Auto Safety Woes Continue for Toyota


Last week, Toyota got more bad news and more bad press about the safety of its cars. Its the kind of bad press no car manufacturer would want, especially one that has been a headline news story for months.

What happened this time? Consumer Reports tested the Lexus GX 460. They reported that its tests revealed a dangerous problem in handling the car. This in turn led to a Don't Buy recommendation by the popular consumer hot spot.
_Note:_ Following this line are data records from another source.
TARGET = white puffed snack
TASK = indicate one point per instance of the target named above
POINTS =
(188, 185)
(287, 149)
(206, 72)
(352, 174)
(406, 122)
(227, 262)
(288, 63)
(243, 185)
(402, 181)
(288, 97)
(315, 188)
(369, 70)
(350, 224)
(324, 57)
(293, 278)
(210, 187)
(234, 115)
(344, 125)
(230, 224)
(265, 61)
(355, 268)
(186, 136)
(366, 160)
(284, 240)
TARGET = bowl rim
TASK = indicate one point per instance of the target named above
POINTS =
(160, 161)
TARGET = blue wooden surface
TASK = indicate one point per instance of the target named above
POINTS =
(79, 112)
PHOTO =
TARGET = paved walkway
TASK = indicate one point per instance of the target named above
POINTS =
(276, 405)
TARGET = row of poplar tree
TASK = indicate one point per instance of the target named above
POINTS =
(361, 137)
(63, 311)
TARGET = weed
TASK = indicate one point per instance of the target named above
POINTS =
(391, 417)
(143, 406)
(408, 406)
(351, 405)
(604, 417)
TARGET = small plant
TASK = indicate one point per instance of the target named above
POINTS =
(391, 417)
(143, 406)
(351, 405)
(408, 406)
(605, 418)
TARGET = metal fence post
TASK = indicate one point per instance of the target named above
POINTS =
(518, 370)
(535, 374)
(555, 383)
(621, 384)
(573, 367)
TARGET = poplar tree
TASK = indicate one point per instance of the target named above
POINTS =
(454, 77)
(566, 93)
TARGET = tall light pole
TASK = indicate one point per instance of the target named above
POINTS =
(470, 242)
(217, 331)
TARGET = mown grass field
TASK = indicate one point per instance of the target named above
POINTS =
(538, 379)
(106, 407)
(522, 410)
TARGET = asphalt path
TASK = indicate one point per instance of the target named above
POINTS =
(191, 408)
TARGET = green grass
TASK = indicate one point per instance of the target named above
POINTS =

What went wrong with this car? In the Consumer Reports testing, when pushed to its limit, the rear of the car swerved making rollover a major risk. The electronic stability system did not engage until after the rear of the car had already slid out nearly sideways. The driver was not able to regain control of the auto until it was close to a roll-over.

A bit of good news for Toyota: the other Toyota SUV's tested by Consumer Reports did not have this problem.

Under the safety and governmental microscope, Toyota took fast note and its engineers replicated the slide. Toyota agrees -- there is a safety issue with the vehicle. In an unprecedented move, sales of the Lexus GX 460 were halted.

Toyota also has a big decision to make about fines. They must inform the National Highway Traffic Safety Administration this week about whether the company will pay the proposed fine of $16.4 million for the alleged failure to disclose information regarding the "sticky pedal" issue that has been haunting the company for months now. Failure to pay this fine could result in court action against Toyota.